Died. Roland J. Thomas, 66, president of the United Auto Workers from 1939 to '46, a tough, tobacco-chewing unionist who fought his way from welder at a Chrysler plant to the top of his union after taking part in the bloodily bitter 1937 General Motors and Chrysler strikes, later allowed far-leftists to infiltrate many of his locals, and subsequently lost his job to Walter Reuther after an angry, close-fought election in 1946; of a stroke; in Muskegon, Mich.

Died. Ruth Houghton Axe, 67, economist and financier, the only woman to head a mutual fund, who met her writer-economist husband, Emerson Wirt Axe, while she was assistant editor of the Annalist, a financial weekly, in 1932 formed with him E. W. Axe & Co., investment counselors, helped run the firm until his death in 1964, then took the reins herself, directing with boundless energy its four mutual funds and private-investment accounts worth $500 million from a turreted 45-room Westchester County castle; of a heart attack; in Tarrytown, N.Y.

Died.
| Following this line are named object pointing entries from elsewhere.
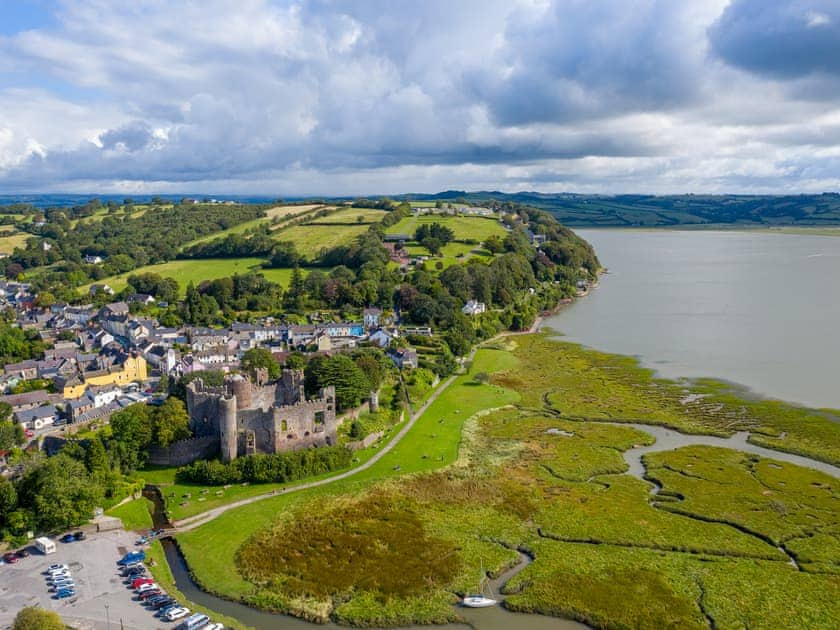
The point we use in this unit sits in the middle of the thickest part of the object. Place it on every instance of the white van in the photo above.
(45, 545)
(195, 621)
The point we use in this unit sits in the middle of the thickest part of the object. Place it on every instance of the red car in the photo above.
(137, 582)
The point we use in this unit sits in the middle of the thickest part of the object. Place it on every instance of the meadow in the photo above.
(311, 238)
(195, 271)
(11, 238)
(277, 214)
(465, 227)
(519, 463)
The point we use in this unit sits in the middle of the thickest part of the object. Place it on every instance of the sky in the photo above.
(394, 96)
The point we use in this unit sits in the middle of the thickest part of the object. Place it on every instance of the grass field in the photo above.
(311, 239)
(11, 238)
(465, 486)
(465, 228)
(186, 271)
(279, 212)
(351, 216)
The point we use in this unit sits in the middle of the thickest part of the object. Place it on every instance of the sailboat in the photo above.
(482, 599)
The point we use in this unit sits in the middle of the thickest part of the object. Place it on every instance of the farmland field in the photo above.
(11, 238)
(186, 271)
(351, 216)
(280, 212)
(311, 239)
(465, 228)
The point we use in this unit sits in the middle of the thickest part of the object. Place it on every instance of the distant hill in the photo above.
(669, 210)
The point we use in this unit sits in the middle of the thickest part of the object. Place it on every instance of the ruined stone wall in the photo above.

Charles E. Arnott, 85, president of Socony Vacuum Oil Co. from 1931 to 1935, a brilliant salesman who in 1932 introduced the company's Flying Red Horse as a symbol of speed, power and reliability, later became something of a symbol himself when he was chosen in 1934 to help F.D.R.'s Secretary of the Interior Harold Ickes stabilize the industry's chaotic oil prices by pool-buying arrangements--only to find himself and other oilmen convicted on antitrust charges four years later when the Government decided they'd gone too far; of a stroke; in Summit, N.J.

Died. Konrad Adenauer, 91, the man who made a new Germany; of influenza and bronchitis; in RhOendorf, West Germany (see THE WORLD).